Strike, clashes leave 25 injured in Bangladesh

DEADLOCK An alliance composed of 14 parties said it would continue to take nationwide action if the government does not resolve election problems


Violent clashes during a crippling strike left at least 25 people injured and dozens of vehicles damaged yesterday as Bangladesh's interim government intensified efforts to end an impasse over reforms.

Dhaka, the capital city of 10 million people, was cut off from rest of the country after protesters from 14-party alliance defied a police ban on political rallies that was issued on Sunday. Demonstrators blocked highways leading into and out of the city and prevented buses, trucks and cars from circulating.

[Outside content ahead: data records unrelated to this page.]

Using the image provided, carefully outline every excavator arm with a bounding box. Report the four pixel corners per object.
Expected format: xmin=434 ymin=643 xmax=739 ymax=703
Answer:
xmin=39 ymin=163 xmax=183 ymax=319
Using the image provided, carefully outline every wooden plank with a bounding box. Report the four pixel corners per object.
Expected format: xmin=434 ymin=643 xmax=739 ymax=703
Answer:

The 14-party alliance, which was led by Sheikh Hasina during former prime minister Khaleda Zia's five-year rule, continued their indefinite strike at many locations around the country after the interim government failed to meet its demands by a Sunday evening deadline.

Bangladeshi President Iajuddin Ahmed sent three advisers to meet Aziz on yesterday, private TV station ATN Bangla reported.

"We will report the outcome of the meeting first to the president before making it public," Information Adviser Mahbubul Alam told reporters after the meeting at Aziz's office.

Alam said that the caretaker government "is doing its best to resolve the crisis."

Yesterday's clashes occurred between the supporters of Hasina and her rival, former prime minister Khaleda Zia, in two districts outside Dhaka, Bangla Vision TV reported.

At least 15 people were injured in Natore, a town 160km northwest of Dhaka, the Bangla Vision said.

In Narayanganj, a town near Dhaka, protesters smashed dozens of vehicles operating in defiance of the strike, the report said.

Hasina's alliance enforced a nationwide indefinite strike across the country to force electoral reforms and the resignation of top election officials they say are biased toward Zia's four-party coalition.

Streets in Dhaka were empty of most traffic and schools and retail stores shut down. Commuters relied on tricycle rickshaws, which protest organizers allowed to operate.

More than 15,000 security personnel were deployed to keep order in the capital, but no violence was reported.

Security was stepped up in other cities and towns where protesters were expected to gather.

Violent protests last week paralyzed the country's roads, rails and main port and left two dead.

Yesterday's protest was started after a last-minute meeting between Hasina and Ahmed, the leader of the interim government, failed to resolve their political impasse.